Tuz Biber bu yerli stand-up sürecinin başı/temeliyse, Baturay’ın “Yerli ve Kirli”si de bu işi geniş kitlelere ulaştıran yapıtaşıdır. Önceki iki işi (duymayan yoktur ama yine de “Yerli ve Kirli” ve “Cevap Hakkı”) gerek önem, gerek mizah olarak bir tık daha iyi olsa da gözümde, bu kadar popüler olduktan sonra yine de gösterisini dijital platformlara satmak yerine (ki artık satabilirdir diye tahmin ediyorum) YouTube’a koymasını takdir edebilmek için üçüncü gösterisini seçtim. Kendisini ön plana çıkartan, sürekli paylaşılmasına yol açan politik mizahı aslında gösterilerinin en fazla üçte birini alıyor. Yine de bu alandaki esprilerinin inanılmaz başarılı olduğunu kabul edelim, öne çıkması son derece normal. Seçim sonrasına denk gelmesi o alandaki mizah fırsatlarını çok iyi değerlendirmesini sağlamış. Artık popüler olduğunu görmezden gelmeyip, yapmacık bir değişmedim mesajı vermek yerine bunu “yeni ünlü olmuş sıradan adamın düştüğü haller” tiplemesi ile bize de anlatılabilir hale getirmesi, yerine bir tercih ve bence setin en komik yeri (malikanede gösteri kısmı) olmasını da sağlamış. Geçmişinden anlattığı kişisel hikayelerine çok yükselemedim ama yine de tebessüm ettim. Sonuç olarak artık stand-up’ın en bilinen isimlerinden biri haline gelmiş olmasına rağmen Ankara’da pavyonda çıkan stand-upçıdan aşırı uzaklaşmamış (biraz değişti tabi canım, aynı kalması beklenemezdi) olması gayet güzel.

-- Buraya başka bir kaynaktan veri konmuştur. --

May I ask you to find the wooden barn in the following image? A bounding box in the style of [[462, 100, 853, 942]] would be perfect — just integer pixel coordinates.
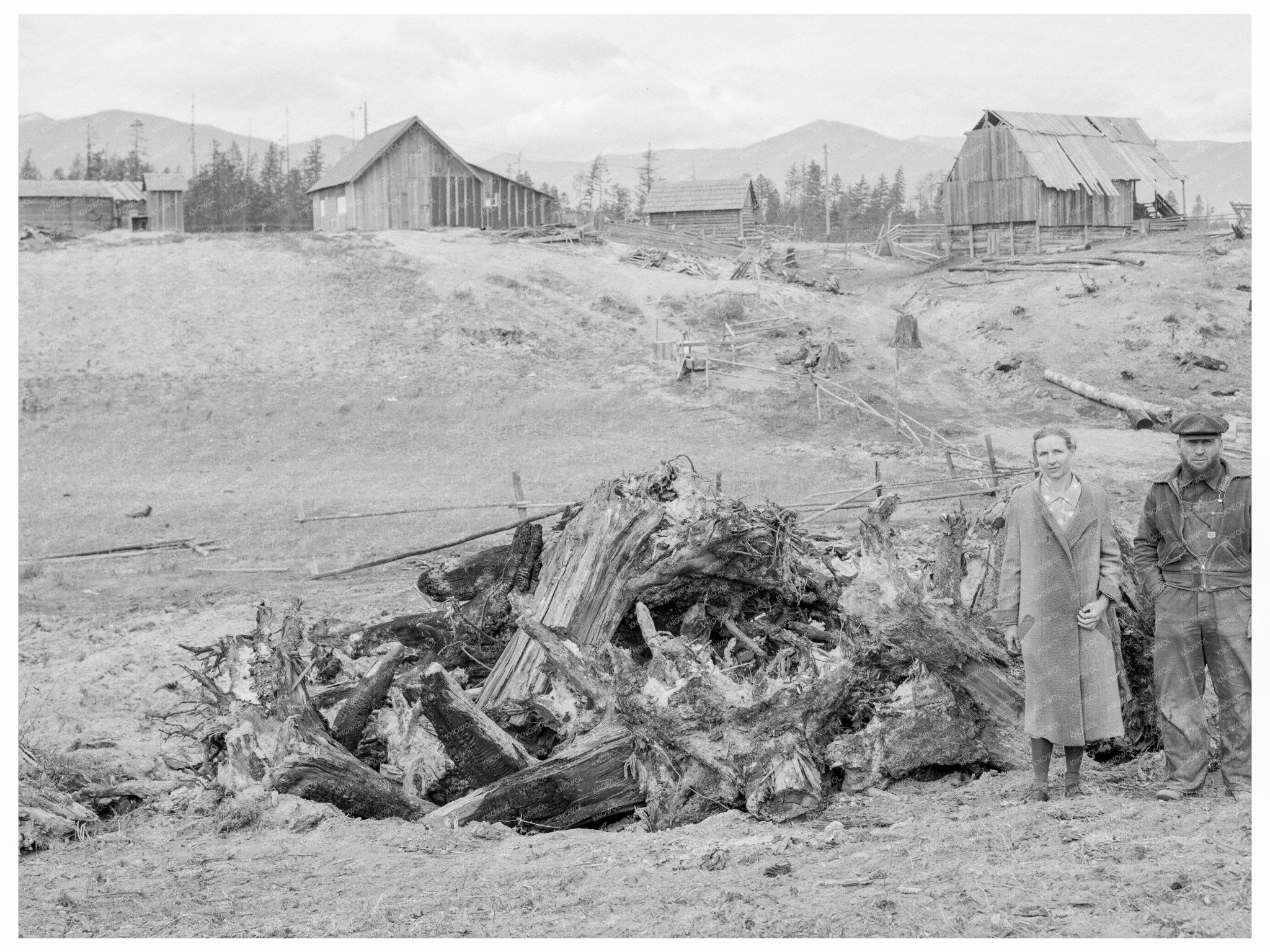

Talk show gibi fantezi işler yerine bu kulvardan devam etmesi daha faydalı gibi. 🙂 (Bu arada ben beğenmiştim yapmaya çalıştığı şeyi ama tutmayacağı belliydi). Bir set daha YouTube’a gelir mi bilmem ama keşke gelse demeden edemiyorum. 🙂

Benim seçtiklerim bunlar ama o kadar fazla görülmeyen, arada kaynayan iş var ki, eminin benim bilmediğim ama sizin de favorileriniz vardır. Onları yoruma yazarak hem bana hem de bu yazıyı okuyanlara katkıda bulunabilirsiniz. Bu gösterilerle ilgili yorumlarınızı da lütfen paylaşın. Şimdilik benden bu kadar. Bir başka yazıda görüşene dek esen kalın.